Sommige verhalenbundels mogen zich verheugen in een wel zéér goede ontvangst in de vaderlandse pers. Het geheim van de kromme neuzen van Kerim Göçmen is er zo een.
‘Een rijp, evenwichtig debuut’ schreef Jasper Henderson al in Het Parool, ‘Göçmen geeft zijn thema’s vorm in kalm, bijna weldadig proza.’
Edith Koenders schrijft in De Volkskrant ‘Göçmen toont zich een meester en bewijst dat hij niet alleen het geheim van de kromme neuzen kent, maar ook dat van het vertellen van een klassiek verhaal.’
In Trouw gaat Jaap Goedegebuure daar nog overheen: ‘Het zorgvuldig aangebrachte patina van een voorbije wereld doet buitengewoon plezierig aan, net als de ingehouden en goed gedoseerde verteltrant, die herinnert aan negentiende-eeuwse grootmeesters als Tsjechov en Maupassant.’ ‘Een origineel debuut met subtiele verhalen.’

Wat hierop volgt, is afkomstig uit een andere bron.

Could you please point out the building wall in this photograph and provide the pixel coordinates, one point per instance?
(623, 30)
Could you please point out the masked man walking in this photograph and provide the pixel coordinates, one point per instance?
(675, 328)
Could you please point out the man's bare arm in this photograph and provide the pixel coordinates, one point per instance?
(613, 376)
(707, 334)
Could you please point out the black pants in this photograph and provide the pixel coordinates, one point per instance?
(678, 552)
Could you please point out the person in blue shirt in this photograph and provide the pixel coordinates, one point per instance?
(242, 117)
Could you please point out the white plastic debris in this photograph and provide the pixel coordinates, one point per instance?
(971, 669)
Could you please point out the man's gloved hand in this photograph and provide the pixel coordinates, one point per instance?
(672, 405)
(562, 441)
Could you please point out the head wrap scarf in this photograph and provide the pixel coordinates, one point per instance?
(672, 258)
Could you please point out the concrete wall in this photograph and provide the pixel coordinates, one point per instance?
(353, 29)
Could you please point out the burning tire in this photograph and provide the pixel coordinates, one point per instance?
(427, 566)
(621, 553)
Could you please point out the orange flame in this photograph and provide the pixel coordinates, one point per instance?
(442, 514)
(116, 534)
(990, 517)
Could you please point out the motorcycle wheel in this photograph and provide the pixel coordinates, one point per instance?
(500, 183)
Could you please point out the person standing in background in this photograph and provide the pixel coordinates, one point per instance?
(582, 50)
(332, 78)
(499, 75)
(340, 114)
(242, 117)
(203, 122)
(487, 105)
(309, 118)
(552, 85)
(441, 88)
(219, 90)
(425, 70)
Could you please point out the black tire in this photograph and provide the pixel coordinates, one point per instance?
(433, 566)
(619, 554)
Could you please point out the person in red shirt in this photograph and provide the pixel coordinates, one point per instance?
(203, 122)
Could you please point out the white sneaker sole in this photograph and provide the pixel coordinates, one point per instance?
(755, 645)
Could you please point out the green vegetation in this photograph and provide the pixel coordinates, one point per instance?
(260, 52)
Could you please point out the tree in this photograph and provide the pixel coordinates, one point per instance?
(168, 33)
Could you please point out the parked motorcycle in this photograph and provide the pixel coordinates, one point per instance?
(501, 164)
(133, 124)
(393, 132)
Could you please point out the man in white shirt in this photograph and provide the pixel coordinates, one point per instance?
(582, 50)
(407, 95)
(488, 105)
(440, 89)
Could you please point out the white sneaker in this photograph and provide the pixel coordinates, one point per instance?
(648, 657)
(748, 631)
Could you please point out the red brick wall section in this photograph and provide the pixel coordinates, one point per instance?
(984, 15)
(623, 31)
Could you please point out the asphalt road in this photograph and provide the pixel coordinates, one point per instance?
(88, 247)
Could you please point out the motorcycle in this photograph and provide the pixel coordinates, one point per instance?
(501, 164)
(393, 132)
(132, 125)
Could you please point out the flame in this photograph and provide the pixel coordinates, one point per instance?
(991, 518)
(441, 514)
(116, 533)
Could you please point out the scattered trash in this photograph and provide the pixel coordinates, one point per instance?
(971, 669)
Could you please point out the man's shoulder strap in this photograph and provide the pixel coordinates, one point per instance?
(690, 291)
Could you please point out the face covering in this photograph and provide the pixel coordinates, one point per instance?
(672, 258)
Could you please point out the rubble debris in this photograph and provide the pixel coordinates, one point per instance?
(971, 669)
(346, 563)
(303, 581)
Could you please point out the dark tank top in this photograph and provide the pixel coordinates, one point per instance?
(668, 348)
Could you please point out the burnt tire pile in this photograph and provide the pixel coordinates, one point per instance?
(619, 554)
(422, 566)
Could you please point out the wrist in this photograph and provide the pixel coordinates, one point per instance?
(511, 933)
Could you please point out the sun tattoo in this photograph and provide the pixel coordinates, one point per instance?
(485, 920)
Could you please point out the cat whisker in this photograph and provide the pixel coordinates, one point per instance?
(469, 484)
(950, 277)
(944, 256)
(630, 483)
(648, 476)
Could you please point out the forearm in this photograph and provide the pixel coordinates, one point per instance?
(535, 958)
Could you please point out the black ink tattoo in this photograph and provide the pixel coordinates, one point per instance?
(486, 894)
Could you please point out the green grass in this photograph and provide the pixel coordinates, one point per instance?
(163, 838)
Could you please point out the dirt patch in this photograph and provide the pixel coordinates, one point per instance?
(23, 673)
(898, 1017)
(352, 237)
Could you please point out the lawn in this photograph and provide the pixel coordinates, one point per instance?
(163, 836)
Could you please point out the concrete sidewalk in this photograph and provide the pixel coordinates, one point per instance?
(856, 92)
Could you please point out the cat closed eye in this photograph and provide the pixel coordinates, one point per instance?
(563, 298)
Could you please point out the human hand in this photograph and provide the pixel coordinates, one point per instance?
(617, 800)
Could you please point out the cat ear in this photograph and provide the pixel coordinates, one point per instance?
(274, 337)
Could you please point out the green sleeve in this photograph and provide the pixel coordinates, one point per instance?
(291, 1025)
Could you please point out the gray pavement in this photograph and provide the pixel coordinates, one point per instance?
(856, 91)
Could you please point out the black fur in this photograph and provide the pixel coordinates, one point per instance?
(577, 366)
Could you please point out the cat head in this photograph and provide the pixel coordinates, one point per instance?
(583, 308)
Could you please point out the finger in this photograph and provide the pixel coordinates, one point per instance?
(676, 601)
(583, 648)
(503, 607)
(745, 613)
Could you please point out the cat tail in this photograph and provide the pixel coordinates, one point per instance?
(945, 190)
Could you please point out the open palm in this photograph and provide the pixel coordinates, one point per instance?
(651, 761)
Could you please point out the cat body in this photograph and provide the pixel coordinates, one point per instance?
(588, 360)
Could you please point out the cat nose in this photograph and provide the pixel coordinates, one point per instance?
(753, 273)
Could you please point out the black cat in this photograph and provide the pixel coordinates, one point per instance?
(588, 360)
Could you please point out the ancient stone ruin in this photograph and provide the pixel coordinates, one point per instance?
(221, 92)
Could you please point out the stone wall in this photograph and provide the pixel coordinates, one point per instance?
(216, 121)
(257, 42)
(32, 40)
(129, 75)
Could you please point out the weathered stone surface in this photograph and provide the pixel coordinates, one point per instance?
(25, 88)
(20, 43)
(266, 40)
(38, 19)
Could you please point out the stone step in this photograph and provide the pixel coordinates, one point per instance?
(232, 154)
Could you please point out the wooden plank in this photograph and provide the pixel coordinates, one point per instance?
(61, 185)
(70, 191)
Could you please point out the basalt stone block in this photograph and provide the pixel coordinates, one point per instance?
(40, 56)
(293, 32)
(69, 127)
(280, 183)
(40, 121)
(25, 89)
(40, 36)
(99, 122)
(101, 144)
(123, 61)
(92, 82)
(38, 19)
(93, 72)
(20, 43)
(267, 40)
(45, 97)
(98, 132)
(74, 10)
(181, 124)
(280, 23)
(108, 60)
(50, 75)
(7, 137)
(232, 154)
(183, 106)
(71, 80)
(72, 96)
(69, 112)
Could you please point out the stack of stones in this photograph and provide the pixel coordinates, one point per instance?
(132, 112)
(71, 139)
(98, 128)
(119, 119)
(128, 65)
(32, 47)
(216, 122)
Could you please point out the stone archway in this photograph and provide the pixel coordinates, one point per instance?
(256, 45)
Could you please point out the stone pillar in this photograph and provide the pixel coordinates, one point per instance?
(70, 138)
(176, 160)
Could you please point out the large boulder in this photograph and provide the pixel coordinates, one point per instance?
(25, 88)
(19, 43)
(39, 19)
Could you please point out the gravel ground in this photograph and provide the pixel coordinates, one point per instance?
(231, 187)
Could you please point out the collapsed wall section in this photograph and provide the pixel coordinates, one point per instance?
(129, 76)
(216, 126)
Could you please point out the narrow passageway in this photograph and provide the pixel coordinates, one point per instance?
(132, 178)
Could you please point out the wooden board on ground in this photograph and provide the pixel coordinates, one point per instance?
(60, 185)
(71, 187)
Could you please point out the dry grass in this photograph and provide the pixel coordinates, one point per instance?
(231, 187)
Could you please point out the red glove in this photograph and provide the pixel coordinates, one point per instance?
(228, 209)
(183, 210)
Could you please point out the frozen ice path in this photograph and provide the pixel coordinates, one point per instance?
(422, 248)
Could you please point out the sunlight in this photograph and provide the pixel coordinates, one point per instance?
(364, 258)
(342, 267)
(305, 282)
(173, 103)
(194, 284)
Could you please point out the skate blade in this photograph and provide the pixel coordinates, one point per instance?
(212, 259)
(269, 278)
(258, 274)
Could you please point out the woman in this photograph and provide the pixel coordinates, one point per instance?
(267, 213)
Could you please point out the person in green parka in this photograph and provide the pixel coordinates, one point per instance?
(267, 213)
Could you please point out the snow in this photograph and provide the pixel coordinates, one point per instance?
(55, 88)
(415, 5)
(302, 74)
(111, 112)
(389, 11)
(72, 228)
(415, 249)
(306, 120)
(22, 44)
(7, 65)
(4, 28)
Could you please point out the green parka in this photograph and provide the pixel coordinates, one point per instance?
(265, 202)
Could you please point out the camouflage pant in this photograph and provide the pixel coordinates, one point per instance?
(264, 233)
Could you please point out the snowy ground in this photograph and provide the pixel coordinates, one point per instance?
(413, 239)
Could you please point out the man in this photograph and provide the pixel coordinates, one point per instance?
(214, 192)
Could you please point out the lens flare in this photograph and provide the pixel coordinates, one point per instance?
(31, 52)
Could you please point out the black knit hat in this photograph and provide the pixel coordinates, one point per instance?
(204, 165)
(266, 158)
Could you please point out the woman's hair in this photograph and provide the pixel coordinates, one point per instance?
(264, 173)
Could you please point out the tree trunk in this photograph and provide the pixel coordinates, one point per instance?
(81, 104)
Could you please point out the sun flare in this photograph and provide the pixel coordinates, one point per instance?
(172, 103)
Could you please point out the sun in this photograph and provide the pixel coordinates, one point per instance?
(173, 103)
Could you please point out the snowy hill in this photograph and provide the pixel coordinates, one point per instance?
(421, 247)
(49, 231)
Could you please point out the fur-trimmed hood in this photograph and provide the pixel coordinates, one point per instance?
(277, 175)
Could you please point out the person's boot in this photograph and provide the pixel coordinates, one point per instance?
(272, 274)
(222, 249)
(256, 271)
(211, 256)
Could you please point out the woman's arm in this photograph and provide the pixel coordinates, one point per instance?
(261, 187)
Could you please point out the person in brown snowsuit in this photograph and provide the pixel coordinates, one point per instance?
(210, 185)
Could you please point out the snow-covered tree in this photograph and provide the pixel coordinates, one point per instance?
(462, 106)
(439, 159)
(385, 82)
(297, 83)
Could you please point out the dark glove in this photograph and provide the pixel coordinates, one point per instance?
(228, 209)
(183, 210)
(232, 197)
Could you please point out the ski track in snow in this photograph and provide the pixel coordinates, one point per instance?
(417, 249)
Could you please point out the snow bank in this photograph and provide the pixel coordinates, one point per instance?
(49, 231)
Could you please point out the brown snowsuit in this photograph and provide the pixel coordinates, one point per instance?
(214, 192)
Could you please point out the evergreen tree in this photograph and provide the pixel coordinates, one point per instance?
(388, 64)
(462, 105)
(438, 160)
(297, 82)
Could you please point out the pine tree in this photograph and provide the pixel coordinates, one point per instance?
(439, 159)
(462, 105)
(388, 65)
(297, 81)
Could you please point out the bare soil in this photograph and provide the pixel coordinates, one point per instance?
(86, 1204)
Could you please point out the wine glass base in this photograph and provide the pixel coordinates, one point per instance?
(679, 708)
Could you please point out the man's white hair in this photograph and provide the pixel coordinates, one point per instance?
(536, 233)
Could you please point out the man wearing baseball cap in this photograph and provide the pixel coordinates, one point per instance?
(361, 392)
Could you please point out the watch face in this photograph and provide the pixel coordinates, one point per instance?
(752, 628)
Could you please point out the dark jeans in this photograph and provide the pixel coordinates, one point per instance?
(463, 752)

Kerim Göçmen schrijft over het alledaagse leven van de Turkse middenklasse. Ambtenaren, leraren, studenten, kleine fabrikanten, werklui en hun vrouwen, hun zonen en dochters. In Het geheim van de kromme neuzen speelt het Turkije de hoofdrol dat zich niet laat vangen door de westerse blik die het land tracht weg te zetten als exotisch of door religie gestuurd.